Elle avait appris à ne pas faire confiance aux jumeaux sans avoir l'énoncé exact avant.

"Je ne sais pas, vous décidez." dit George avec un haussement d'épaule.

"Mais elle va forcément gagner !" contesta Seamus, qui surgit tout à coup pour s'incruster à la conversation. "Hermione est forte dans tout !"

"Oh, on pourrait se défier de nommer le plus de constellations sur la carte astrale ?" proposa-t-elle en montrant son livre d'Astronomie. "Comme ça, on joue et on travaille en même temps !"

"Mais c'est nul." dit Ron avec une moue. "Et je n'aime pas l'Astronomie."

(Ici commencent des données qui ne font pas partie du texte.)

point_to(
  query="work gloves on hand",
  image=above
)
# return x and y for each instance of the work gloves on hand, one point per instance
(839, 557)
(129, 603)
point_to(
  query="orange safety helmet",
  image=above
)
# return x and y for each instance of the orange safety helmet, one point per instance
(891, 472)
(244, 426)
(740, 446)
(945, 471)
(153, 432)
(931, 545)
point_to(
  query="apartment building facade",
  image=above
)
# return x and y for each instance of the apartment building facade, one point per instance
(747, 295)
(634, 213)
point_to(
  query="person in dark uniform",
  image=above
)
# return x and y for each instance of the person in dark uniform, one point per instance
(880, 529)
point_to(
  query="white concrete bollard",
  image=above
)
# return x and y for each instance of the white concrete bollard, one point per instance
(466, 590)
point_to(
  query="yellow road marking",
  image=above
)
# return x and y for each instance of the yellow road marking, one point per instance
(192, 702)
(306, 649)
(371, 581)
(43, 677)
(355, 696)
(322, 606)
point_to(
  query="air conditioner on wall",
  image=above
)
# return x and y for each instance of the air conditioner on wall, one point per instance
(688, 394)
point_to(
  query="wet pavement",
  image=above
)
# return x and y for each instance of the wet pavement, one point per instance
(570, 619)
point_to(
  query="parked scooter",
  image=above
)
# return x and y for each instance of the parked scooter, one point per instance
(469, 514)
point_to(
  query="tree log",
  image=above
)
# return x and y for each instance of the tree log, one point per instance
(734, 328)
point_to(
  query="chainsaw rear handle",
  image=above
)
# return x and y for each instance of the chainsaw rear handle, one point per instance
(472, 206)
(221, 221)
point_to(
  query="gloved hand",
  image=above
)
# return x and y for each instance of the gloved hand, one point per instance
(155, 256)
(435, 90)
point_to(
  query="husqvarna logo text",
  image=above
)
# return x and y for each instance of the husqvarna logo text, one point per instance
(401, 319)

"Réciter le plus de sorts ? Deviner le symbole de runes ? Métamorphoser cette tasse de thé en tortue ?" énuméra Hermione.

"Non, un truc fun !"

"Une partie d'échecs ?" proposa Fred en montrant le plateau entre Harry et Ron.

"Oh oui ! Bonne idée !" s'exclama Ron en rangeant son plateau pour recommencer une partie.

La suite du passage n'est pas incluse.